Norman Baker: I am relatively new to the Bill, which was previously dealt with by my hon. Friend the Member for St. Ives (Andrew George). That has advantages and disadvantages. Perhaps one advantage is that I am able to look at the matter objectively and afresh, whereas other hon. Members have been ensconced in it for some time.

Although I agreed almost entirely with the Minister—he is a very reasonable chap—I disagree with him profoundly about one point: namely, his defence of the word "may" rather than the preferable word in the amendment, which is "shall". If the word "may" survives, it is possible that nothing at all will happen. The Bill could be passed and become law, then, in theory, nothing might happen. The Minister said that he is doing the work, that it is nearly completed, and that we will have the code of practice—in other words, that everything that the hon. Member for Ryedale (Mr. Greenway) and others want will happen. We can all agree that that is good news. Nevertheless, the wording of the Bill is such that there is no requirement on the Government to do anything when it becomes law: that cannot be right.

Why are the Government resisting the word "shall"? That is an important point not only in relation to this Bill and this amendment, but more widely, as the hon. Member for Spelthorne (Mr. Wilshire) suggested. I would love to know how many pieces of legislation exist that, having had Members of Parliament agonise over their wording, have been duly passed into law, yet nothing subsequently happens: they sit there on the shelf with whole sections of good intentions gathering dust. I suspect that there are more such Bills or parts of Bills than we would like to think. That also brings me to question our use of time in this House.

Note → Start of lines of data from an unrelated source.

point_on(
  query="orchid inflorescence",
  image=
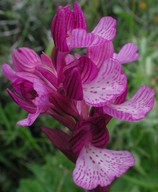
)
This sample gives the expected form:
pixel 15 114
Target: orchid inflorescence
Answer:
pixel 83 92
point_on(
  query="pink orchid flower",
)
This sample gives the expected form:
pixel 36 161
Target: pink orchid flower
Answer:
pixel 63 23
pixel 29 92
pixel 95 166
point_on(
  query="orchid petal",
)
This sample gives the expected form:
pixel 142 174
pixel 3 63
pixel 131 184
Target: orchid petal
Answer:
pixel 106 28
pixel 80 38
pixel 72 85
pixel 98 54
pixel 135 108
pixel 60 140
pixel 28 106
pixel 99 167
pixel 59 31
pixel 47 74
pixel 79 18
pixel 25 59
pixel 9 72
pixel 30 118
pixel 46 60
pixel 128 53
pixel 88 69
pixel 69 58
pixel 107 86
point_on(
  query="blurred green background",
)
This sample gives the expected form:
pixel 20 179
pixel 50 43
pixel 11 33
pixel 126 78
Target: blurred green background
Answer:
pixel 28 161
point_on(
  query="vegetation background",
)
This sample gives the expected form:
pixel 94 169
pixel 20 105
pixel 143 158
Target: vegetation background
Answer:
pixel 28 161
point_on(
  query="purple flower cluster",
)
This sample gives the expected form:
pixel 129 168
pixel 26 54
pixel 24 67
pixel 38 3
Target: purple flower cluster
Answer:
pixel 83 92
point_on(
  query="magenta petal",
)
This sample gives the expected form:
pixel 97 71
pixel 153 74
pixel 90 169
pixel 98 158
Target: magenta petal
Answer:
pixel 25 59
pixel 9 72
pixel 98 54
pixel 106 28
pixel 128 53
pixel 60 140
pixel 72 84
pixel 135 108
pixel 69 58
pixel 59 31
pixel 99 167
pixel 107 86
pixel 30 119
pixel 80 39
pixel 79 18
pixel 47 74
pixel 88 69
pixel 46 60
pixel 28 106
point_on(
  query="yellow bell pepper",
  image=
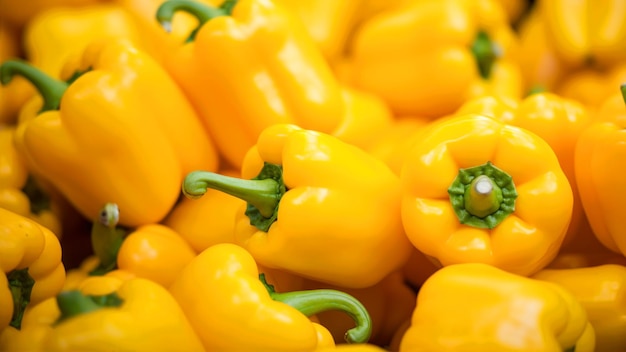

As a matter of principle, notwithstanding the Government's preference for permissive legislation, we should insert requirements such as the word "must" or "shall" where it is clear that that is the will of the House. Not doing that leaves open the possibility that nothing will happen in specific circumstances. The Minister said in his defence of "may" that circumstances may change and that that was the reason for permissive legislation. Although that argument may be appropriate for some occasions, it is not for the Bill because we are considering a code of practice. The Bill requires the Minister to undertake now to act in the future. Once he has fulfilled the undertaking, the requirement is discharged. The idea that the requirement will present difficulties in future does not hold up logically.

I fear that I share the cynical view of Governments of the hon. Member for Spelthorne. They are always busy, full of good intentions and have something other to do than act when they have discretion to do nothing. That is the reality of government. If Governments have the opportunity to do something that is not a requirement, they might not follow through.